(Boucherville) L’action du grossiste et distributeur alimentaire Colabor a été durement éprouvée vendredi, reculant de plus de 14 % durant la séance, alors que la direction a affirmé que la pénurie de main-d’œuvre ralentissait l’exécution de son plan stratégique.

Publié le 15 oct. 2021
Stéphane Rolland La Presse Canadienne

« Ce n’est pas une question d’offre, mais de demande », a dit Pierre Blanchette, chef de la direction financière, lors d’une discussion avec les analystes financiers dans le cadre du dévoilement des résultats du troisième trimestre. « La demande est là, nous avons seulement de la difficulté à trouver suffisamment de travailleurs pour répondre à cette demande. »

À la Bourse de Toronto, l’action de Colabor a finalement terminé la journée en recul de 0,10 $, ou 9,01 %, à 1,01 $.

La société de Boucherville tente de relancer ses activités depuis des années. Arrivé à la tête de l’entreprise à la fin de l’année 2019, Louis Frenette, président et chef de la direction, a vu ses intentions bouleversées par la pandémie qui a entraîné la fermeture de plusieurs de ses clients dans le secteur de la restauration.

M. Frenette a d’ailleurs confié à un analyste que près du quart des restaurants clients de son réseau de distribution spécialisée n’ont pas rouvert à Montréal, selon des données internes « partielles ». Cette proportion serait d’entre 10 % et 15 % dans le reste de la province.

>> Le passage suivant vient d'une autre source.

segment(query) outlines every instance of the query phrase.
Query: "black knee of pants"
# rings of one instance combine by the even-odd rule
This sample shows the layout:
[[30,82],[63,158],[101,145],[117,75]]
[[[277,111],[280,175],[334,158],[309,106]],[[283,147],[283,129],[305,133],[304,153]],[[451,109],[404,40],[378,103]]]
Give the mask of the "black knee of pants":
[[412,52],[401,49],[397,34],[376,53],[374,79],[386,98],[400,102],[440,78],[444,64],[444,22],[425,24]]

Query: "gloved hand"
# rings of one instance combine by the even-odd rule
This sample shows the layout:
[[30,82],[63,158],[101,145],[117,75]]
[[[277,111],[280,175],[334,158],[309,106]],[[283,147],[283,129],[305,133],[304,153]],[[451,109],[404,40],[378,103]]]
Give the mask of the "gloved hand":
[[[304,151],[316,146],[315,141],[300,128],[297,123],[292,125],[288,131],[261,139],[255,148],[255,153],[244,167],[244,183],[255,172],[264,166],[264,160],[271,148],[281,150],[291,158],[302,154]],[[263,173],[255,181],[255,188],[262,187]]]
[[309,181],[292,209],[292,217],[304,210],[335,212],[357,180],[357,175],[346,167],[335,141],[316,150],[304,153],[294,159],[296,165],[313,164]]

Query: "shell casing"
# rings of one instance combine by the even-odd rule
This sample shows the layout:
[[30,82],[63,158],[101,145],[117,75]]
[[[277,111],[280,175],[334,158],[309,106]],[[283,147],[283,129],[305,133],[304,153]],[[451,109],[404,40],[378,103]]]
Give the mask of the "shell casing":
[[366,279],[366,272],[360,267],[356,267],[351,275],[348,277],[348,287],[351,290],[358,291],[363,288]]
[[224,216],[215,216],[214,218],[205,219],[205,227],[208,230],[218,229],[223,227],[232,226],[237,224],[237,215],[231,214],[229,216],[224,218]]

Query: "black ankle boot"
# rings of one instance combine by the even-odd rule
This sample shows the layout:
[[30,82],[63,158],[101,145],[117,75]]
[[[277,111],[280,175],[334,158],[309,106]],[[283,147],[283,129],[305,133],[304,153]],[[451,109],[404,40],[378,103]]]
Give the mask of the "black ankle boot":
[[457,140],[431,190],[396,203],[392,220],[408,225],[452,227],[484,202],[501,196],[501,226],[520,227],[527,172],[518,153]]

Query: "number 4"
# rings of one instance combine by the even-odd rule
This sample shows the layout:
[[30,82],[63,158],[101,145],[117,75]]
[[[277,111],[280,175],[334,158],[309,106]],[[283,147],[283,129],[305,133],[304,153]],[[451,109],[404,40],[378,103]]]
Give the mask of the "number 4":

L’annonce, faite jeudi, d’un assouplissement des mesures sanitaires dans les restaurants québécois à partir du 1er novembre serait une excellente nouvelle pour Colabor, ajoute le PDG. La diminution de l’espace minimal à respecter entre les tables, qui passe de deux mètres à un mètre, leur permettra d’accueillir plus de clients.

Le bénéfice net en baisse

Pour le moment, le plan stratégique de l’entreprise représente une « petite » part de l’augmentation des revenus de 8,8 % à 131,6 millions de dollars, au cours de la période de trois mois terminée le 4 septembre, a précisé M. Frenette. La réouverture des restaurants et l’augmentation des prix sont responsables d’une plus grande part de la hausse.

Le dirigeant s’est toutefois dit satisfait des mesures prises, notamment l’embauche de vendeurs et la refonte de sa marque privée.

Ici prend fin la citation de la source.